A new volume of George Orwell’s letters brings the legendary writer down to Earth:
If Peter Davison’s refulgent new volume, George Orwell: A Life in Letters, isn’t
altogether de-sanctifying, it is certainly humanizing, a reminder that Orwell the Saint and Seer was also a lowly man named Eric Blair, a man whose fingernails were dirt-crammed from gardening, whose bank account was perennially bereft, and whose health was forever threatened by the tuberculosis that would eventually claim him. It’s always necessary to remember that our heroes are human—Orwell, above all others, would have insisted on that. He witnessed and reported on what blood-wet havoc stems from our maniacal making of heroes, from our masochistic need to be herded and lead. This is the real warning of Nineteen Eighty-Four: the danger comes not from our suppressors but from our ovine willingness to be suppressed.

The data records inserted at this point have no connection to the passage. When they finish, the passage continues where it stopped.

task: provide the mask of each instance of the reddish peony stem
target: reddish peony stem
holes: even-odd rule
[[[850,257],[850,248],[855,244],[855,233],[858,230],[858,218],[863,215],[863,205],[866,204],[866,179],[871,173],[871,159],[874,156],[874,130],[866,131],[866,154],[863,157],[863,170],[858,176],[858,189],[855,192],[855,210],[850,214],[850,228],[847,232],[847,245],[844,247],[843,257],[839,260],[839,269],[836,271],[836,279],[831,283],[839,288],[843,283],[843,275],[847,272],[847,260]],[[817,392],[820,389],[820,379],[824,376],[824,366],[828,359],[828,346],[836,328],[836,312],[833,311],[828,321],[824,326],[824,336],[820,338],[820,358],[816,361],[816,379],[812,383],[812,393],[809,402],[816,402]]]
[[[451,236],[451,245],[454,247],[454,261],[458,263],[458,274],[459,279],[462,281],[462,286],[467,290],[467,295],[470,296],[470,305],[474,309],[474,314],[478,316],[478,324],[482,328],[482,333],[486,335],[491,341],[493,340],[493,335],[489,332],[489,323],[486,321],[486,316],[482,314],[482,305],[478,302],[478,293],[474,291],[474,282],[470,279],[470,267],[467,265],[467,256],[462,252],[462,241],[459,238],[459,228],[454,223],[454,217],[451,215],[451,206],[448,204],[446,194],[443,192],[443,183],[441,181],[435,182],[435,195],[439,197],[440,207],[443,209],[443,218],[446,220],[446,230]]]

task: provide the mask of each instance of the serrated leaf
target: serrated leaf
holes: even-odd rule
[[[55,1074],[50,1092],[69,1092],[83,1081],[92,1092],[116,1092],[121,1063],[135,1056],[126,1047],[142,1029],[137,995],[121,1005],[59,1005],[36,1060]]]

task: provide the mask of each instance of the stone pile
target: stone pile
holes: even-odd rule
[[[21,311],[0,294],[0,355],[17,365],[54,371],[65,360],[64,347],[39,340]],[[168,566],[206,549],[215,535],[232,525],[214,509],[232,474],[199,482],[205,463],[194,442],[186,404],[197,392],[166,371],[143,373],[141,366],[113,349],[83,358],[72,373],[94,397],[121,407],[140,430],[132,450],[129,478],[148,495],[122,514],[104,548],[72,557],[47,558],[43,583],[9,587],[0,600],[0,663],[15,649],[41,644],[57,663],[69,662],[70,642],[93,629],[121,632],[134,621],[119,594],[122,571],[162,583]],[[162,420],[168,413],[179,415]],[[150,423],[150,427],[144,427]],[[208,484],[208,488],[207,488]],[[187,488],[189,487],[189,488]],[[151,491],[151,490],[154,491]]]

Jason Diamond agrees that the letters have a humanizing effect, praising Orwell’s often dark sense of humor:
For all the worrying Orwell did about the future, he still had a sense of humor about what might come: “It is just as well to get all this cleared up, what with the atomic bombs etc.” he writes in a letter dated November 2, 1945 — a little over three months after the United States dropped bombs on Hiroshima and Nagasaki. He also had some humorous things to say about literature; in one of his letters to Henry Miller, he explains what he liked about Miller’s controversial book, Tropic of Cancer: “the fact that you dealt with facts well known to everybody but never mentioned it in print ( eg. when the chap is supposed to be making love to the woman but is dying for a piss all the while[.]“
Below is an excerpt from a 1944 letter in which Orwell speaks of his hopes and fears for the British people in the face of totalitarianism:
Whatever the pacifists etc. may say, we have not gone totalitarian yet and this is a very hopeful symptom. I believe very deeply, as I explained in my book The Lion and the Unicorn, in the English people and in their capacity to centralise their economy without destroying freedom in doing so. But one must remember that Britain and the USA haven’t been really tried, they haven’t known defeat or severe suffering, and there are some bad symptoms to balance the good ones. To begin with there is the general indifference to the decay of democracy. Do you realise, for instance, that no one in England under 26 now has a vote and that so far as one can see the great mass of people of that age don’t give a damn for this? Secondly there is the fact that the intellectuals are more totalitarian in outlook than the common people. On the whole the English intelligentsia have opposed Hitler, but only at the price of accepting Stalin. Most of them are perfectly ready for dictatorial methods, secret police, systematic falsification of history etc. so long as they feel that it is on ‘our’ side. Indeed the statement that we haven’t a Fascist movement in England largely means that the young, at this moment, look for their fuhrer elsewhere. One can’t be sure that that won’t change, nor can one be sure that the common people won’t think ten years hence as the intellectuals do now. I hope they won’t, I even trust they won’t, but if so it will be at the cost of a struggle. If one simply proclaims that all is for the best and doesn’t point to the sinister symptoms, one is merely helping to bring totalitarianism nearer.